III. Statutory and Executive Order Reviews

A. Notice and Comment Under the Administrative Procedures Act

    This is a final EPA action, but is not subject to notice-and-
comment requirements of the Administrative Procedures Act (APA), 5 
U.S.C. 553(b). The EPA invokes, consistent with past practice, the good 
cause exception pursuant to APA, 5 U.S.C. 553(b)(3)(B). Notice and 
comment are unnecessary because no significant EPA judgment is involved 
in finding that certain States did not submit a State Plan by the 
November 17, 2006 deadline specified in CAMR and providing notice of 
the status of submission of State Plans.
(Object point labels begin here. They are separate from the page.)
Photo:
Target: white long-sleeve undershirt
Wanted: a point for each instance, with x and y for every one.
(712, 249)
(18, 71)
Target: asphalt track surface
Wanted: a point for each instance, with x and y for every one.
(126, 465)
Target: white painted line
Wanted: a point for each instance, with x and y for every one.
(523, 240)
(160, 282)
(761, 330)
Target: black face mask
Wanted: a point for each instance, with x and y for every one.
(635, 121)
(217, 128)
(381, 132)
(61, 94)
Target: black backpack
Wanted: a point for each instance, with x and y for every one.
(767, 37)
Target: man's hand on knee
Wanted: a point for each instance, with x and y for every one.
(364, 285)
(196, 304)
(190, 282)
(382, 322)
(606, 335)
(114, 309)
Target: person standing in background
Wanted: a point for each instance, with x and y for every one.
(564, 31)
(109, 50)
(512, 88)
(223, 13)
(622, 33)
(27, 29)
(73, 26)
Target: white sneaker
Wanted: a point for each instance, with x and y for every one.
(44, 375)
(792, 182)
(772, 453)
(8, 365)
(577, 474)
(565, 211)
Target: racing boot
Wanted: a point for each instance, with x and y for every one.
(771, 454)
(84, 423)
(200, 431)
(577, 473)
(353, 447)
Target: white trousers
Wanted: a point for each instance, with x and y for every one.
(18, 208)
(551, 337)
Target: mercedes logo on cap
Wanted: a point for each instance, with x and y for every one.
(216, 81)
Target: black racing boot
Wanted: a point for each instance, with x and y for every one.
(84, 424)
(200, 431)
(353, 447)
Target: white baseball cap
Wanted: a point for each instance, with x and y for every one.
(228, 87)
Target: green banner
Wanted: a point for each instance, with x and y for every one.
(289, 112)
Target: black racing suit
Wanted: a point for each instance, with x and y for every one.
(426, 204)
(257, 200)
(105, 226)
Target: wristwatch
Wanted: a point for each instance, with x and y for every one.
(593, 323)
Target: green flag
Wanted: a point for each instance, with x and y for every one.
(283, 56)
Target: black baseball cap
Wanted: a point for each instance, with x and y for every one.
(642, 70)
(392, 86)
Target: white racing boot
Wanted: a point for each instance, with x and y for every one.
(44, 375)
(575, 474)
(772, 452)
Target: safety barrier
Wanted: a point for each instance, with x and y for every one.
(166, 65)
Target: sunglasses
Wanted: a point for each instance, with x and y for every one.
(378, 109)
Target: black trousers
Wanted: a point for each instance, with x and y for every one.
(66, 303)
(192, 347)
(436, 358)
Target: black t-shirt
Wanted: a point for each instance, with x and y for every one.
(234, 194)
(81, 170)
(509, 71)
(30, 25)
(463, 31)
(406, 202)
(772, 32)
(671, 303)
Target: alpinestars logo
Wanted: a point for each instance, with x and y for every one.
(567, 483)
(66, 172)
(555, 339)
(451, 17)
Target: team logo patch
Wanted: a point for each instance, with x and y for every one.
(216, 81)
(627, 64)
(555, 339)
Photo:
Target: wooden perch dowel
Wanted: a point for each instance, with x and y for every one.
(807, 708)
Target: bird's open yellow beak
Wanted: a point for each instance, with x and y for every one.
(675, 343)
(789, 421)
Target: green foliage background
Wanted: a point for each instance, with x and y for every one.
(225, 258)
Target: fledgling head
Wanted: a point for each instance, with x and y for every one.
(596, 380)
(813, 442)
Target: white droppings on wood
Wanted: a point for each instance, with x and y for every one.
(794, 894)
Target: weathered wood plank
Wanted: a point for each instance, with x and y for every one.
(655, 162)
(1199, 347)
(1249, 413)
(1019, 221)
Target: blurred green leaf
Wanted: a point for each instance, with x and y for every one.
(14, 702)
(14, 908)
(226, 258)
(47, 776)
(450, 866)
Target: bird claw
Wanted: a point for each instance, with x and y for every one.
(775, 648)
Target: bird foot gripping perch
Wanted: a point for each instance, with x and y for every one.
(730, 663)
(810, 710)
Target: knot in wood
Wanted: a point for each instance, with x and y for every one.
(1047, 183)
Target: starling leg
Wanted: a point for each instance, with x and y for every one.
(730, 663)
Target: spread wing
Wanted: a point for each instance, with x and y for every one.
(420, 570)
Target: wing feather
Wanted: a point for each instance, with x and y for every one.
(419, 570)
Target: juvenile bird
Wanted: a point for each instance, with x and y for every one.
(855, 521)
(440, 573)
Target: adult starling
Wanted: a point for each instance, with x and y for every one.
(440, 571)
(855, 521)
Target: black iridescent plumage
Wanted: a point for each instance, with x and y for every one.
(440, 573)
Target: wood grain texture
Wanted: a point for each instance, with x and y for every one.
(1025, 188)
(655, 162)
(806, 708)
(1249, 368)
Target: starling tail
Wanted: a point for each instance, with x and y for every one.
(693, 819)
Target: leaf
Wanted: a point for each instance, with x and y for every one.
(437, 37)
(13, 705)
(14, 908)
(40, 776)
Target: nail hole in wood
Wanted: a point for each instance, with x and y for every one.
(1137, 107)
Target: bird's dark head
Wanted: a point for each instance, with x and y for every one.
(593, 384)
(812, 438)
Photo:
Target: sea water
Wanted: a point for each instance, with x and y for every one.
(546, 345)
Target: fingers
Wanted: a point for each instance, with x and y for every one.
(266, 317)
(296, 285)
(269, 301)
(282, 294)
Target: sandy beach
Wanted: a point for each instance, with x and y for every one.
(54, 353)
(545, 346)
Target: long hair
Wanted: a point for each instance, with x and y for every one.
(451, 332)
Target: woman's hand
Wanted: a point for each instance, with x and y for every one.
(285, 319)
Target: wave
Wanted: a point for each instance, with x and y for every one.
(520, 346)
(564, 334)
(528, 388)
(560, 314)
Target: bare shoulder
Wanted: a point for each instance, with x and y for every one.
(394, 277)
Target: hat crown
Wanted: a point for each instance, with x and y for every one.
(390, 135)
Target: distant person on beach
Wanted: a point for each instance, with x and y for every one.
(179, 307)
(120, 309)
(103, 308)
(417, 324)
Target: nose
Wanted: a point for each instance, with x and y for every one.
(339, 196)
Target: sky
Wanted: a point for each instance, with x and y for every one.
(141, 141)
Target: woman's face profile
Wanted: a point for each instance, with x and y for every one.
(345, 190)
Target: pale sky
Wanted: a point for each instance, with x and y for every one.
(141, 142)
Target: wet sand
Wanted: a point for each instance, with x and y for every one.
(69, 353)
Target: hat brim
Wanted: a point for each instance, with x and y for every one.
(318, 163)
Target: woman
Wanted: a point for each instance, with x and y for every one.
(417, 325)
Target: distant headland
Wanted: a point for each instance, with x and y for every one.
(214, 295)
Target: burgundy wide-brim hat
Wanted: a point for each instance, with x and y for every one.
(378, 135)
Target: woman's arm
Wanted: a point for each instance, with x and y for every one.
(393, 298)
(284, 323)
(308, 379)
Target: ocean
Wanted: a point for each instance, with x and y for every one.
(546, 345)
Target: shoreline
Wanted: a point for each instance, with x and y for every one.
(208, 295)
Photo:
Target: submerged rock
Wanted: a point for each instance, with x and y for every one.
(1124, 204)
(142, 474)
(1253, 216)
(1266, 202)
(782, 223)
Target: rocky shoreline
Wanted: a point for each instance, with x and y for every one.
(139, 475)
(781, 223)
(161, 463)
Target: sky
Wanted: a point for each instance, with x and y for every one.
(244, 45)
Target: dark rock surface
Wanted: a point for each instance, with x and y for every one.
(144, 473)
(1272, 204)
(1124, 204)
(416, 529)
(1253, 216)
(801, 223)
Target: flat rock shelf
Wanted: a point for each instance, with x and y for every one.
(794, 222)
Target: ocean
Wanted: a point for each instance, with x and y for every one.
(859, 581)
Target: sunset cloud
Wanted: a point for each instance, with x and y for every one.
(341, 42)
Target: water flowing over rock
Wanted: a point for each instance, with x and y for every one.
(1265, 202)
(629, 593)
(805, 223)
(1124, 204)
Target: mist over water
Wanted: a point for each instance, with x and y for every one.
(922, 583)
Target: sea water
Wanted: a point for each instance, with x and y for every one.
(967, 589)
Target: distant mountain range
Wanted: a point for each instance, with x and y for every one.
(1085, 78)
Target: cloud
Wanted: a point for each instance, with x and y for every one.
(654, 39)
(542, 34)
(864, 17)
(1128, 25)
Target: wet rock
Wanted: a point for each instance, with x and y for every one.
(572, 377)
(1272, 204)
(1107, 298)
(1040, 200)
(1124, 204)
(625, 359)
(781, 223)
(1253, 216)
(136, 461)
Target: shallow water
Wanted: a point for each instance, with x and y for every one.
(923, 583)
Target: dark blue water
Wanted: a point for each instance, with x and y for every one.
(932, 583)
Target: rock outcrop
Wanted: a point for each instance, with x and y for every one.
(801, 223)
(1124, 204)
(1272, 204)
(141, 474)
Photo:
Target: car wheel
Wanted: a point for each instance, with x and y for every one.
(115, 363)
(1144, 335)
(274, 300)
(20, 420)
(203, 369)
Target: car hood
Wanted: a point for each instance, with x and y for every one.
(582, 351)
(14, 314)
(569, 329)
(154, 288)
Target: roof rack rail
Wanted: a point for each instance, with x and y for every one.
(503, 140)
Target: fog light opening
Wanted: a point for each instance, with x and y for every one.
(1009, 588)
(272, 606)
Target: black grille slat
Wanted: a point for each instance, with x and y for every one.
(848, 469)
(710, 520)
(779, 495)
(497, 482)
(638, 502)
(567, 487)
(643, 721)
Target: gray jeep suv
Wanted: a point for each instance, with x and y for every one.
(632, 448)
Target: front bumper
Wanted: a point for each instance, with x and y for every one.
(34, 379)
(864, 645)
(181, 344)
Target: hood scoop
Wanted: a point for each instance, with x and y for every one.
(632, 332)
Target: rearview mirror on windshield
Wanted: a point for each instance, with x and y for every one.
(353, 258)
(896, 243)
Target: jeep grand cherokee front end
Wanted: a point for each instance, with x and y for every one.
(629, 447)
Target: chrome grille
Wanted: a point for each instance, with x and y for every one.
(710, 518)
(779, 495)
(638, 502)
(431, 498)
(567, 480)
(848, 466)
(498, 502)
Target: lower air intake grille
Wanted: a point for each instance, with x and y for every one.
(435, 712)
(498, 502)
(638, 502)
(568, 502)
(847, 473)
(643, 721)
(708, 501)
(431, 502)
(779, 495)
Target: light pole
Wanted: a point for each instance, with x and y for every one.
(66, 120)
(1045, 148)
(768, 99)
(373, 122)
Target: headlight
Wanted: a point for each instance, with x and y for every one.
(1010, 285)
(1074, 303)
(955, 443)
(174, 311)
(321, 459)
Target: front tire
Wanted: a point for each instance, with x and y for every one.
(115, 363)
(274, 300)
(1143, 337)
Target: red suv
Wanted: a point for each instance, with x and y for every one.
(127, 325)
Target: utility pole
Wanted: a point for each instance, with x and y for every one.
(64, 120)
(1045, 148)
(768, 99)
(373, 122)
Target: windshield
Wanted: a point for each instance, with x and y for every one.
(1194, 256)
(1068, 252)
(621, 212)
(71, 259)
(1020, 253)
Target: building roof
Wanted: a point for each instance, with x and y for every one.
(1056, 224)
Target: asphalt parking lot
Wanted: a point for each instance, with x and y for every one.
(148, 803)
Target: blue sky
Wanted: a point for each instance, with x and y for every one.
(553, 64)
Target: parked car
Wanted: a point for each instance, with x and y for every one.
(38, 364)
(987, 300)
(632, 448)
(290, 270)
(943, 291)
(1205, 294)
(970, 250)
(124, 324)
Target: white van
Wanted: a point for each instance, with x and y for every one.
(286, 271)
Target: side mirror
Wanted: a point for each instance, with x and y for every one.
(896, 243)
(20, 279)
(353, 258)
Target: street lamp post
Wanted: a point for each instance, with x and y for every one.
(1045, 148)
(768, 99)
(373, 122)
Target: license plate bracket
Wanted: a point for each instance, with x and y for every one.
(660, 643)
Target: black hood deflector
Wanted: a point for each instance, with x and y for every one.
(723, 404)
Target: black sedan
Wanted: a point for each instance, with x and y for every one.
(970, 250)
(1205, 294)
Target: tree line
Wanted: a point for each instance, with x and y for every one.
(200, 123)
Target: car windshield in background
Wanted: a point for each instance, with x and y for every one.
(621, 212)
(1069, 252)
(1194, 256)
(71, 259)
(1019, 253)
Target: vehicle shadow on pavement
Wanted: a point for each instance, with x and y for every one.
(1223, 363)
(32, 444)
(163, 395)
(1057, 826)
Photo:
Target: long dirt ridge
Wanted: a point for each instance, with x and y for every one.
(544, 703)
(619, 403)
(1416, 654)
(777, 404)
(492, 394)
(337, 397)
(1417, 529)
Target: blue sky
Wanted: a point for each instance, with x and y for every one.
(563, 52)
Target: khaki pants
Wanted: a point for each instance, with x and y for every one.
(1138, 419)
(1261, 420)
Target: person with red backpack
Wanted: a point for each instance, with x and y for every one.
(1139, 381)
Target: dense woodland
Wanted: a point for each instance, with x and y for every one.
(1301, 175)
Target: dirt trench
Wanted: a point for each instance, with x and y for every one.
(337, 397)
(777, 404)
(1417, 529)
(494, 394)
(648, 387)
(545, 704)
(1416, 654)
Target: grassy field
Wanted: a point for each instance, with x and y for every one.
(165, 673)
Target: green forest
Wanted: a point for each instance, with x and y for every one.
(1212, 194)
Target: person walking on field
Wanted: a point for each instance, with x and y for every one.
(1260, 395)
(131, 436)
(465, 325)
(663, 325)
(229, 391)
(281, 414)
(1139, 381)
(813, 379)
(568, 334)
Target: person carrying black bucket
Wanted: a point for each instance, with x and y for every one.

In addition, EPA believes that 
providing notice and an opportunity to comment would be contrary to the 
public interest in that the finding is a necessary predicate to EPA 
proposing a Federal Plan that will ultimately ensure that emission 
reductions are achieved in areas not covered by an approved State Plan 
and EPA needs to proceed promptly with proposing a Federal Plan to 
ensure that the Federal Plan can be finalized in a timely manner.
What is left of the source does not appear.